Time complexity of N Queen using backtracking?

Question

#include<stdio.h>
#include<math.h>

void printboard(int n);
void fourQueen(int k,int n);
int place(int k,int i);
int x[100];

void NQueen(int k,int n)
{
  int i;
  for(i=1;i<=n;i++)
  {
    if(place(k,i)==1)
    {     x[k]=i;
            if(k==n)
            {
                printf("Solution\n");
                printboard(n);
            }
            else
                NQueen(k+1,n);
    }
  }
}

int place(int k,int i)
{
  int j;
  for(j=1;j<k;j++)
  {
    if((x[j]==i)||abs(x[j]-i)==abs(j-k))
        return 0;
  }
  return 1;
}

void printboard(int n)
{
  int i;
  for(i=1;i<=n;i++)
    printf("%d  ",x[i]);
}

void main()
{
    int n;
    printf("Enter Value of N:");
    scanf("%d",&n);
    NQueen(1,n);
}

I think it has time complexity: O(n^n), As NQueen function is recursively calling, but is there is any tighter bound possible for this program? what about best case, and worst case time complexity. I am also confused about the place() function which is O(k) and calling from NQueen().

Answer 1

There are a lot of optimizations than can improve the time complexity of the algorithm.

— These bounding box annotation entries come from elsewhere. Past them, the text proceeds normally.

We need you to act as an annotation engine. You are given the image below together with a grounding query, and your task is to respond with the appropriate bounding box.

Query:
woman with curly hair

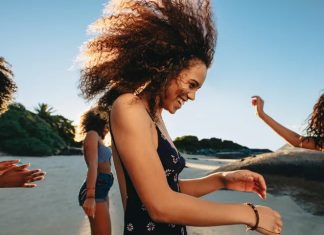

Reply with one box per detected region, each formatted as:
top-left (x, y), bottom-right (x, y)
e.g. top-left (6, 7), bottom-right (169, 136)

top-left (79, 108), bottom-right (114, 235)
top-left (80, 0), bottom-right (282, 235)
top-left (252, 94), bottom-right (324, 152)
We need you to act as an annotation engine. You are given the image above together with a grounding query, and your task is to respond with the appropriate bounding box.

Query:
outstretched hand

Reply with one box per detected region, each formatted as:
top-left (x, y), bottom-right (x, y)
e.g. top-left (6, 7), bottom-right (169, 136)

top-left (222, 170), bottom-right (267, 199)
top-left (251, 95), bottom-right (264, 117)
top-left (0, 160), bottom-right (46, 188)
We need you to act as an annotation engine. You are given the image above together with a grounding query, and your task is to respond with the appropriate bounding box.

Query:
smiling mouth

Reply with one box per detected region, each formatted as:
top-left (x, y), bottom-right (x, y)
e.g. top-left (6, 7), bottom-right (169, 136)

top-left (178, 98), bottom-right (185, 107)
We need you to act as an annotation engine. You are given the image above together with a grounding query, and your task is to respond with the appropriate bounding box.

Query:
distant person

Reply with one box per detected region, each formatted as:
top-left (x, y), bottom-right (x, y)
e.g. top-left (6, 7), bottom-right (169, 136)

top-left (80, 0), bottom-right (282, 235)
top-left (252, 94), bottom-right (324, 152)
top-left (0, 57), bottom-right (45, 188)
top-left (79, 108), bottom-right (114, 235)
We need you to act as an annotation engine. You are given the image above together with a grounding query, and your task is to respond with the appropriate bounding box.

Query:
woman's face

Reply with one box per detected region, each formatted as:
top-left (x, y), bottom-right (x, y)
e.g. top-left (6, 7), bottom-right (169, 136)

top-left (163, 60), bottom-right (207, 113)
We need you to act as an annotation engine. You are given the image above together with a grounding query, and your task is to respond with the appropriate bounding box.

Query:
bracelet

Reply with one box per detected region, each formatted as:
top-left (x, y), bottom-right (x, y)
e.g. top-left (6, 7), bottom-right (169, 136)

top-left (245, 203), bottom-right (260, 230)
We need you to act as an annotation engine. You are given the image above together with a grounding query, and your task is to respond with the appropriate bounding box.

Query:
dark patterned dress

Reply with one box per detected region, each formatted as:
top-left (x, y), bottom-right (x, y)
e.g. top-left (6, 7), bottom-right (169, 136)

top-left (124, 127), bottom-right (187, 235)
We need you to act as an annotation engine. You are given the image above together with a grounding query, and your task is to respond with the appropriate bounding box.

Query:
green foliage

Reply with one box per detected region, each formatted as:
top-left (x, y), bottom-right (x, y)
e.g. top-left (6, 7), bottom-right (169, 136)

top-left (35, 103), bottom-right (79, 147)
top-left (0, 103), bottom-right (66, 156)
top-left (174, 135), bottom-right (247, 154)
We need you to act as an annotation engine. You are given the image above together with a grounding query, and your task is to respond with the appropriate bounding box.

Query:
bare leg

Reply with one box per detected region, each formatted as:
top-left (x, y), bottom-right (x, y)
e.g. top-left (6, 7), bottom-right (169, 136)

top-left (88, 202), bottom-right (111, 235)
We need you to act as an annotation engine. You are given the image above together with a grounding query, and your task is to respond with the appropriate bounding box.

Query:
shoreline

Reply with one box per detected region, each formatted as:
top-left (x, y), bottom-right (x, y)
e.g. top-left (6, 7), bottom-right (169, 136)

top-left (0, 155), bottom-right (324, 235)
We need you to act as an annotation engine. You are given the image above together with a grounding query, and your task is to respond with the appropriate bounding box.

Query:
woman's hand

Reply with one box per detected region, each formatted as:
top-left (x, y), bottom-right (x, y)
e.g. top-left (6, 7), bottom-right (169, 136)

top-left (252, 96), bottom-right (264, 117)
top-left (254, 206), bottom-right (283, 235)
top-left (0, 164), bottom-right (46, 188)
top-left (82, 197), bottom-right (96, 218)
top-left (222, 170), bottom-right (267, 199)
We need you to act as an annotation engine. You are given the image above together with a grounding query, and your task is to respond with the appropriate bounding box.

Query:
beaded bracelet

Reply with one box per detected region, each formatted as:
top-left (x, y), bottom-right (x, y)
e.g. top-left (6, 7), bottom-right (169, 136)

top-left (245, 203), bottom-right (260, 230)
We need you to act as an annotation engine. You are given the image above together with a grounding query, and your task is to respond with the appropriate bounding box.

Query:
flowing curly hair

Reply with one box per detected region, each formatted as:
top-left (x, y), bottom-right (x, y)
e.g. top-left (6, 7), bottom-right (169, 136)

top-left (79, 0), bottom-right (217, 117)
top-left (306, 94), bottom-right (324, 150)
top-left (0, 57), bottom-right (17, 114)
top-left (78, 107), bottom-right (109, 139)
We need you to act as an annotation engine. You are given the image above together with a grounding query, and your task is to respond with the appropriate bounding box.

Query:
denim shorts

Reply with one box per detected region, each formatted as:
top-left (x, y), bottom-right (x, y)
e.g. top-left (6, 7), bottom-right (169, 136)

top-left (78, 173), bottom-right (114, 206)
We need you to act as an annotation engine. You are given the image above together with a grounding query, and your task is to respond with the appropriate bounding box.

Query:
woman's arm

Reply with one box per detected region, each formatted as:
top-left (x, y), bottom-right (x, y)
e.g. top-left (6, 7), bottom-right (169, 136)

top-left (252, 96), bottom-right (319, 150)
top-left (180, 170), bottom-right (266, 199)
top-left (83, 131), bottom-right (99, 217)
top-left (111, 94), bottom-right (282, 234)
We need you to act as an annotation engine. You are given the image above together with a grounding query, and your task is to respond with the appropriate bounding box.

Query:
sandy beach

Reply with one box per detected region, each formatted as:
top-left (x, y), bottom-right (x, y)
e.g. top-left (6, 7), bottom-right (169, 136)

top-left (0, 155), bottom-right (324, 235)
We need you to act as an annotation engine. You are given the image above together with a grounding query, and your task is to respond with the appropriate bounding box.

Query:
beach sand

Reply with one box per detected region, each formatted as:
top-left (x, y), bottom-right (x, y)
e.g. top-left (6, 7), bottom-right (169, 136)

top-left (0, 155), bottom-right (324, 235)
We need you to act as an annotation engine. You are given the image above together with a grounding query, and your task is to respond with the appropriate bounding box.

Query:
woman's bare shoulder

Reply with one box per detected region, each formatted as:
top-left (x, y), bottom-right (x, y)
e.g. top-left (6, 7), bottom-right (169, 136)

top-left (111, 93), bottom-right (149, 121)
top-left (84, 131), bottom-right (99, 144)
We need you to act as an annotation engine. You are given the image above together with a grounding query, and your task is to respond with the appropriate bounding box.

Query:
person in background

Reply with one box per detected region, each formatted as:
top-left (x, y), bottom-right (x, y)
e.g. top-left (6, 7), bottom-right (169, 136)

top-left (0, 57), bottom-right (46, 188)
top-left (80, 0), bottom-right (283, 235)
top-left (252, 94), bottom-right (324, 152)
top-left (79, 108), bottom-right (114, 235)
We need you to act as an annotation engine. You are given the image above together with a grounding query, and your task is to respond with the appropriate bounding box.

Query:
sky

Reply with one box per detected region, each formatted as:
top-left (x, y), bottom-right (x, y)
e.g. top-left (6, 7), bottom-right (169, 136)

top-left (0, 0), bottom-right (324, 150)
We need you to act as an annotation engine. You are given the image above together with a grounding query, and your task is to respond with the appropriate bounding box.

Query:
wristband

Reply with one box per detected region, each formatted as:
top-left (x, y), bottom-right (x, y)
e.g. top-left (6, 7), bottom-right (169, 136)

top-left (245, 203), bottom-right (260, 230)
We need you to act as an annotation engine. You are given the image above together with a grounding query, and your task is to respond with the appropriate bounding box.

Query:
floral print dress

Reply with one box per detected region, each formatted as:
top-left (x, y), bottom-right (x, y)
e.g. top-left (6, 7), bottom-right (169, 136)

top-left (123, 126), bottom-right (187, 235)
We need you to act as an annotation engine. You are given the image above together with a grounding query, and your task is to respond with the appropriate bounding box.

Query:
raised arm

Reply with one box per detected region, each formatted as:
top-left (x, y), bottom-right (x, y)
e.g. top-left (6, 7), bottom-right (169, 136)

top-left (252, 96), bottom-right (318, 150)
top-left (180, 170), bottom-right (266, 199)
top-left (111, 94), bottom-right (282, 234)
top-left (83, 131), bottom-right (99, 217)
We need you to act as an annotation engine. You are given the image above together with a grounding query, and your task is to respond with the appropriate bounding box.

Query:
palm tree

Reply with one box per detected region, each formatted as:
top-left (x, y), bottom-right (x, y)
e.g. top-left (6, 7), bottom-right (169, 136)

top-left (35, 103), bottom-right (55, 123)
top-left (35, 103), bottom-right (75, 146)
top-left (0, 57), bottom-right (17, 114)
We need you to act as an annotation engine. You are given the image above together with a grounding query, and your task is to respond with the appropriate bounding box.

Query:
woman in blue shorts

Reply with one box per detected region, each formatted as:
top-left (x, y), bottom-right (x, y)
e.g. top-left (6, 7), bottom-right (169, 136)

top-left (79, 108), bottom-right (114, 235)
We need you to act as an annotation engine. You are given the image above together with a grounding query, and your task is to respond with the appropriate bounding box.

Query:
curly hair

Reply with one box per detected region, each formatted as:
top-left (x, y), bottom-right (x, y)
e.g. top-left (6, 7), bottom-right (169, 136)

top-left (0, 57), bottom-right (17, 114)
top-left (79, 0), bottom-right (216, 117)
top-left (306, 94), bottom-right (324, 149)
top-left (79, 107), bottom-right (109, 139)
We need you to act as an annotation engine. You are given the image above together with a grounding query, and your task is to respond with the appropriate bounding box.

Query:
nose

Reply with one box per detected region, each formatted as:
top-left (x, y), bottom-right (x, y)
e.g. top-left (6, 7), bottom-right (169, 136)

top-left (188, 91), bottom-right (196, 101)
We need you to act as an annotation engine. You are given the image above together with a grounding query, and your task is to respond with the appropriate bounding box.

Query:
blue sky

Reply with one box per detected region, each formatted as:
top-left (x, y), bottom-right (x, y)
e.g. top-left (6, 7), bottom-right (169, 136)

top-left (0, 0), bottom-right (324, 150)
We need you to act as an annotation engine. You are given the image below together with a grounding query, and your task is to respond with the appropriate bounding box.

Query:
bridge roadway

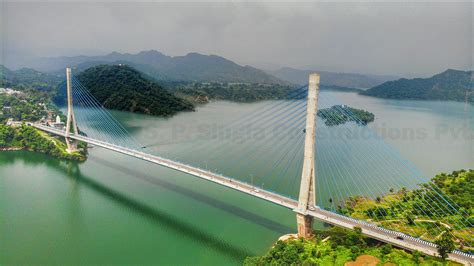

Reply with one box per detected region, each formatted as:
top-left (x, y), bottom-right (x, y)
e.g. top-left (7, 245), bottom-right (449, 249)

top-left (33, 124), bottom-right (474, 266)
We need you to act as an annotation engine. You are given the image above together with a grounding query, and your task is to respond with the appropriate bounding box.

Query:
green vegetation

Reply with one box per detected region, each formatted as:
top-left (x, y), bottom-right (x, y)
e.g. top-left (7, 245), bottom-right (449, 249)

top-left (0, 65), bottom-right (61, 92)
top-left (318, 105), bottom-right (375, 126)
top-left (338, 170), bottom-right (474, 253)
top-left (435, 230), bottom-right (456, 259)
top-left (0, 124), bottom-right (87, 161)
top-left (244, 227), bottom-right (458, 266)
top-left (0, 89), bottom-right (62, 123)
top-left (61, 65), bottom-right (194, 116)
top-left (361, 69), bottom-right (474, 103)
top-left (166, 82), bottom-right (294, 103)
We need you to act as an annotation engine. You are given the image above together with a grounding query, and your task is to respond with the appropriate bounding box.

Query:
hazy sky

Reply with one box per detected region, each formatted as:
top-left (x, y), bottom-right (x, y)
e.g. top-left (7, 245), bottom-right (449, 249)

top-left (0, 0), bottom-right (473, 76)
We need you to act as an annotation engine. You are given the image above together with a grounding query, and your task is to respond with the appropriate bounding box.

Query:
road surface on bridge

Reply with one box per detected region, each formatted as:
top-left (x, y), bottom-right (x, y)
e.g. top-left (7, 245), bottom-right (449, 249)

top-left (33, 124), bottom-right (474, 265)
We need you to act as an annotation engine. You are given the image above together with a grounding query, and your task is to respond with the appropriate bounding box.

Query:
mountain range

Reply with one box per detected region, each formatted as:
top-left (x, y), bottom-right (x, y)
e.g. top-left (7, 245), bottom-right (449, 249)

top-left (269, 67), bottom-right (400, 89)
top-left (13, 50), bottom-right (287, 84)
top-left (361, 69), bottom-right (474, 102)
top-left (6, 50), bottom-right (398, 88)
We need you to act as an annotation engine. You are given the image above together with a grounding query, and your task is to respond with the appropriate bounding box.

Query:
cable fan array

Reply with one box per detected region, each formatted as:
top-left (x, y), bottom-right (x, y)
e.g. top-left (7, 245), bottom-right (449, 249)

top-left (61, 77), bottom-right (473, 249)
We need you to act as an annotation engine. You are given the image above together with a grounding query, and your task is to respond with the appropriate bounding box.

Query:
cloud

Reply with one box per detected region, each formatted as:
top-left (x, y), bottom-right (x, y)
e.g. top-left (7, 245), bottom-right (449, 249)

top-left (2, 2), bottom-right (472, 76)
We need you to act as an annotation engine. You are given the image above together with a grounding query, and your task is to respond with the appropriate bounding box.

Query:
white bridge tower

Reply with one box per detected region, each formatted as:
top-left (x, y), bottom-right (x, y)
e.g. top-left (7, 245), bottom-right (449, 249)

top-left (294, 73), bottom-right (319, 238)
top-left (66, 67), bottom-right (78, 153)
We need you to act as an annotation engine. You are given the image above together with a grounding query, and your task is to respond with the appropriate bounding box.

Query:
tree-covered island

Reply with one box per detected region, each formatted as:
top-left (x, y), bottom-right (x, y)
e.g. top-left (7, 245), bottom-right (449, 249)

top-left (318, 105), bottom-right (375, 126)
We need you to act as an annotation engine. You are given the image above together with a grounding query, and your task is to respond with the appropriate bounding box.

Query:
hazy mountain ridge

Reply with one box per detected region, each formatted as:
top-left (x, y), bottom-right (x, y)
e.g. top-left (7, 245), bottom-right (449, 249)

top-left (268, 67), bottom-right (399, 88)
top-left (0, 65), bottom-right (60, 91)
top-left (14, 50), bottom-right (287, 84)
top-left (361, 69), bottom-right (474, 102)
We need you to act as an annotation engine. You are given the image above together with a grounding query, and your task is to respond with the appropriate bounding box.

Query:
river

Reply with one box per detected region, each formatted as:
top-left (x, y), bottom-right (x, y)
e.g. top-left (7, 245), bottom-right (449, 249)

top-left (0, 92), bottom-right (474, 265)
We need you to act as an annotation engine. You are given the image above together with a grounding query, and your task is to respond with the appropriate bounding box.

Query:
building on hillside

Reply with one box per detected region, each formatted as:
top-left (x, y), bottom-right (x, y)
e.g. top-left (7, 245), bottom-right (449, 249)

top-left (6, 118), bottom-right (23, 127)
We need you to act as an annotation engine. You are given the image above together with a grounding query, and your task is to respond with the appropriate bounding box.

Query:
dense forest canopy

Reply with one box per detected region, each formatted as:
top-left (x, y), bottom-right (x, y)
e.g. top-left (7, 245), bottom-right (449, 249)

top-left (338, 170), bottom-right (474, 250)
top-left (244, 227), bottom-right (457, 266)
top-left (59, 65), bottom-right (194, 116)
top-left (318, 105), bottom-right (375, 126)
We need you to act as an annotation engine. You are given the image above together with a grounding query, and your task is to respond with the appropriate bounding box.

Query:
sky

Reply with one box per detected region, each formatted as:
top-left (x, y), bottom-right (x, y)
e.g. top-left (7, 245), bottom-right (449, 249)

top-left (0, 0), bottom-right (473, 77)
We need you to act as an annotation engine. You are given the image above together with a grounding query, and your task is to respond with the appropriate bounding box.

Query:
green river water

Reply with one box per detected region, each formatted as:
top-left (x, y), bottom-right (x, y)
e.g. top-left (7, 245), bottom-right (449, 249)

top-left (0, 93), bottom-right (474, 265)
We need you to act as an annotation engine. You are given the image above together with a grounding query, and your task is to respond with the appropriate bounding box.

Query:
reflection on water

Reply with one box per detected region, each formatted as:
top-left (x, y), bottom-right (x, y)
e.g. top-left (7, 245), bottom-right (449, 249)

top-left (0, 93), bottom-right (474, 265)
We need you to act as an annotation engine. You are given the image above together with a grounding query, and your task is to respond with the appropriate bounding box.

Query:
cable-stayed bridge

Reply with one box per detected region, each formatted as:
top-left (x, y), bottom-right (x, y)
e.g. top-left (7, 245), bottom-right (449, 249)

top-left (34, 69), bottom-right (473, 264)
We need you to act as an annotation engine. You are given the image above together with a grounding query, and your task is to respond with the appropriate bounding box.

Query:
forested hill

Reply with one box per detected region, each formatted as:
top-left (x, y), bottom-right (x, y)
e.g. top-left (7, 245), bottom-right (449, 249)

top-left (361, 69), bottom-right (474, 103)
top-left (72, 65), bottom-right (194, 116)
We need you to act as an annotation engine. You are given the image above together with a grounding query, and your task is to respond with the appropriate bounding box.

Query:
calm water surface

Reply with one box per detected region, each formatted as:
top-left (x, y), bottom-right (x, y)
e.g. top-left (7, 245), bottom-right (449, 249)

top-left (0, 93), bottom-right (474, 265)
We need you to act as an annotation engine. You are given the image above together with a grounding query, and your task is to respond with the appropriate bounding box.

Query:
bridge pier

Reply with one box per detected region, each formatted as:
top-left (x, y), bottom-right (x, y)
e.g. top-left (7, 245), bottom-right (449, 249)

top-left (65, 67), bottom-right (78, 153)
top-left (294, 73), bottom-right (319, 238)
top-left (296, 213), bottom-right (314, 238)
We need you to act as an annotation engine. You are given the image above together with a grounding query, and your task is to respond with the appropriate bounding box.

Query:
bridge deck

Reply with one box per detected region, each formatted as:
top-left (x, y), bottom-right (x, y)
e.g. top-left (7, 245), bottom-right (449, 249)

top-left (34, 124), bottom-right (474, 265)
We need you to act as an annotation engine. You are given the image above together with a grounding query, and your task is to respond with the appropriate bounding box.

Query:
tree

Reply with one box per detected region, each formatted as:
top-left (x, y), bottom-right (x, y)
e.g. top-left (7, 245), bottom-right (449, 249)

top-left (435, 230), bottom-right (456, 259)
top-left (381, 244), bottom-right (393, 255)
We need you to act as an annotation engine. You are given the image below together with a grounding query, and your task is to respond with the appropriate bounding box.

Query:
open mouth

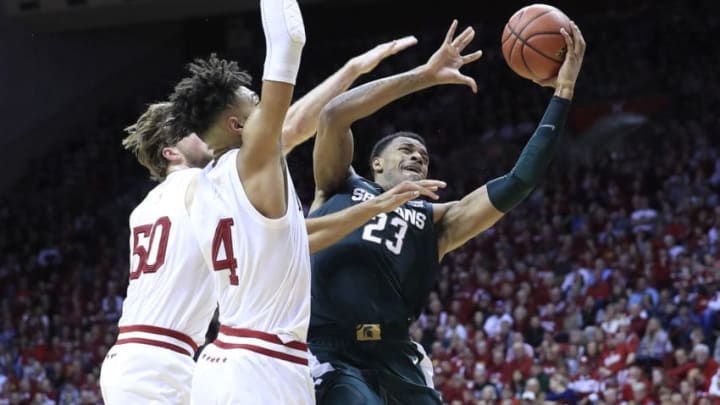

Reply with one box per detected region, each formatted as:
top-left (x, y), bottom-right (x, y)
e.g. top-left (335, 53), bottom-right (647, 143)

top-left (403, 165), bottom-right (422, 175)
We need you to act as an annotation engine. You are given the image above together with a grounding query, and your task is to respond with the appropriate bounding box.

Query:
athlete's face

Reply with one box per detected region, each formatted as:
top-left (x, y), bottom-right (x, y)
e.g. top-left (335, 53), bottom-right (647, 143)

top-left (373, 136), bottom-right (430, 185)
top-left (175, 133), bottom-right (212, 168)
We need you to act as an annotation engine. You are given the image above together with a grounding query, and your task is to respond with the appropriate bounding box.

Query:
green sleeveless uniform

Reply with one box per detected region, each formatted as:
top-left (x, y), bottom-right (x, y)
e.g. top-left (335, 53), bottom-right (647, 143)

top-left (309, 176), bottom-right (441, 405)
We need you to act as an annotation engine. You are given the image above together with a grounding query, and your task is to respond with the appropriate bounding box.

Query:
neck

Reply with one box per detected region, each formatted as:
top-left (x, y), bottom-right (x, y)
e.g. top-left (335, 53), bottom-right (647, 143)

top-left (373, 176), bottom-right (393, 191)
top-left (165, 163), bottom-right (190, 176)
top-left (207, 128), bottom-right (242, 159)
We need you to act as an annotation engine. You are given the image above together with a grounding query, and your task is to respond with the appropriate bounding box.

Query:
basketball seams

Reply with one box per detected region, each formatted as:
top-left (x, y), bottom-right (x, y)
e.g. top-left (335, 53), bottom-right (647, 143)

top-left (523, 32), bottom-right (563, 63)
top-left (520, 41), bottom-right (538, 78)
top-left (500, 8), bottom-right (525, 43)
top-left (507, 9), bottom-right (525, 55)
top-left (510, 24), bottom-right (563, 63)
top-left (501, 6), bottom-right (567, 80)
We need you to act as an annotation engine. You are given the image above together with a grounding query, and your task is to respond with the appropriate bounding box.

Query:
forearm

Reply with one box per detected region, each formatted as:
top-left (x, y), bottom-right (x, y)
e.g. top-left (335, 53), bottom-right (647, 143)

top-left (324, 67), bottom-right (434, 127)
top-left (487, 95), bottom-right (570, 212)
top-left (282, 62), bottom-right (359, 155)
top-left (305, 200), bottom-right (382, 253)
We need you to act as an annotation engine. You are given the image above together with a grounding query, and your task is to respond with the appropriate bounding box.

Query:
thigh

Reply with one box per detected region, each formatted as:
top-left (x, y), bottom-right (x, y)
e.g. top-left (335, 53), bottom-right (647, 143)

top-left (192, 344), bottom-right (315, 405)
top-left (315, 367), bottom-right (385, 405)
top-left (100, 344), bottom-right (194, 405)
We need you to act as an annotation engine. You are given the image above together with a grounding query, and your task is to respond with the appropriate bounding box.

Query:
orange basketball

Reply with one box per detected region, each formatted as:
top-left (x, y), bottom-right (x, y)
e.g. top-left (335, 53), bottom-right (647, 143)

top-left (502, 4), bottom-right (571, 81)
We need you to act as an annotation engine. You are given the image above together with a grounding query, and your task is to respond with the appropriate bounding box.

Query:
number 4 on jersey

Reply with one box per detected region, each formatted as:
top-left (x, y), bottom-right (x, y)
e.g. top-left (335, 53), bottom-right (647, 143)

top-left (212, 218), bottom-right (239, 285)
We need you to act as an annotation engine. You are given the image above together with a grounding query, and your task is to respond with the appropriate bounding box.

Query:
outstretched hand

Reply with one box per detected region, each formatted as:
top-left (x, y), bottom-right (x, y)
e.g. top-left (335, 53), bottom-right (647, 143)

top-left (374, 180), bottom-right (447, 212)
top-left (348, 35), bottom-right (417, 75)
top-left (425, 20), bottom-right (482, 93)
top-left (535, 21), bottom-right (585, 88)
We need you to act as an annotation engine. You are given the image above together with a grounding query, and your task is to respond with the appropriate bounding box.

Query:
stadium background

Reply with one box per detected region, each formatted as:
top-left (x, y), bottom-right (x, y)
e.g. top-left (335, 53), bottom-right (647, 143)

top-left (0, 0), bottom-right (720, 404)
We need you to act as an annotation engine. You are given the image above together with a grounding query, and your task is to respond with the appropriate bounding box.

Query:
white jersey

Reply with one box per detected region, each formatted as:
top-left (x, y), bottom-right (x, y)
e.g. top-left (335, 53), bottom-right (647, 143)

top-left (118, 169), bottom-right (217, 356)
top-left (190, 149), bottom-right (310, 343)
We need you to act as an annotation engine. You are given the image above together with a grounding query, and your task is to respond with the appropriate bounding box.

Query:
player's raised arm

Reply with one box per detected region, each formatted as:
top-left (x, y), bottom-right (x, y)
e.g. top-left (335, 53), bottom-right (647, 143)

top-left (434, 23), bottom-right (585, 258)
top-left (242, 0), bottom-right (305, 167)
top-left (282, 37), bottom-right (417, 155)
top-left (313, 21), bottom-right (482, 208)
top-left (305, 180), bottom-right (446, 254)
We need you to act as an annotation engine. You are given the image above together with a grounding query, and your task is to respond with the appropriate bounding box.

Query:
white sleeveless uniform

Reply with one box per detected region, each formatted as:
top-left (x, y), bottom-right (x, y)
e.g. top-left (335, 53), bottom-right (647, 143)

top-left (100, 169), bottom-right (217, 405)
top-left (190, 149), bottom-right (315, 405)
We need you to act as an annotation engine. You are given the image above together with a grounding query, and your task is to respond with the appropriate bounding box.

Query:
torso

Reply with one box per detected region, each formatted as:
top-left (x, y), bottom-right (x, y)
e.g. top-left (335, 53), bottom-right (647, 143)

top-left (191, 150), bottom-right (310, 341)
top-left (310, 176), bottom-right (439, 335)
top-left (119, 169), bottom-right (216, 344)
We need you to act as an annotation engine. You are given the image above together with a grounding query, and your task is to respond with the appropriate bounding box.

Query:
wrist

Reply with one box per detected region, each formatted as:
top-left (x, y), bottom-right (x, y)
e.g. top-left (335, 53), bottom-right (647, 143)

top-left (554, 82), bottom-right (575, 100)
top-left (408, 65), bottom-right (435, 84)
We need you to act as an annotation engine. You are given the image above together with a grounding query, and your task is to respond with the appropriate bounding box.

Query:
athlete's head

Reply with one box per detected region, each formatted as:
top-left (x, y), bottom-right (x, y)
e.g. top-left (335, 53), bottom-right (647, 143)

top-left (170, 54), bottom-right (259, 152)
top-left (122, 102), bottom-right (212, 181)
top-left (370, 132), bottom-right (430, 188)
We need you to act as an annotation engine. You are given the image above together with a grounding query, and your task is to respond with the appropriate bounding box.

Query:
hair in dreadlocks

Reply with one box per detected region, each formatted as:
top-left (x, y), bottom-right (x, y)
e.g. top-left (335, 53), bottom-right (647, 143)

top-left (122, 102), bottom-right (183, 181)
top-left (170, 53), bottom-right (252, 138)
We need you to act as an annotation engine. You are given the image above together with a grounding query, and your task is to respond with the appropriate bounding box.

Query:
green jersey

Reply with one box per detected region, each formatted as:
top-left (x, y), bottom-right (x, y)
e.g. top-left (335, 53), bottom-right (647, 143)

top-left (310, 176), bottom-right (440, 337)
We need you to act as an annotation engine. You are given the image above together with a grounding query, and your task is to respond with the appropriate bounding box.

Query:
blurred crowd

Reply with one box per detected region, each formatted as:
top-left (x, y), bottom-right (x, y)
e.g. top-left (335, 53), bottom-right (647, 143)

top-left (0, 2), bottom-right (720, 405)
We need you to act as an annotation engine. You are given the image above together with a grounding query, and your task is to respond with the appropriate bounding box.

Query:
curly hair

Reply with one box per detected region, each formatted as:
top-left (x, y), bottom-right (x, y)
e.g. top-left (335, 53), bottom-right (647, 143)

top-left (170, 53), bottom-right (252, 138)
top-left (122, 102), bottom-right (183, 181)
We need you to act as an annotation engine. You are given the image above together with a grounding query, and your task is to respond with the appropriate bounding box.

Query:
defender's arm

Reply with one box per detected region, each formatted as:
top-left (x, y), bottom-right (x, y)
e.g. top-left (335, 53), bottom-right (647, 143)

top-left (282, 37), bottom-right (417, 155)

There is more information in these links:

1. https://sites.google.com/site/nqueensolver/home/algorithm-results

2. https://sites.google.com/site/nqueensolver/home/algorithms/2backtracking-algorithm

Answer 2

For Your function T(n) = n*T(n-1) + O(n^2) which translates to O(N!) time complexity approximately.

Answer 3

TIME COMPLEXITY OF N-QUEEN PROBLEM IS

> O(N!)

Explanation: If we add all this up and define the run time as T(N). Then T(N) = O(N2) + N*T(N-1). If you draw a recursion tree using this recurrence, the final term will be something like n3+ n!O(1). By the definition of Big O, this can be reduced to O(n!) running time.

Answer 4

O(n^n) is definitely an upper bound on solving n-queens using backtracking. I'm assuming that you are solving this by assigning a queen column-wise. However, consider this - when you assign a location of the queen in the first column, you have n options, after that, you only have n-1 options as you can't place the queen in the same row as the first queen, then n-2 and so on. Thus, the worst-case complexity is still upper bounded by O(n!).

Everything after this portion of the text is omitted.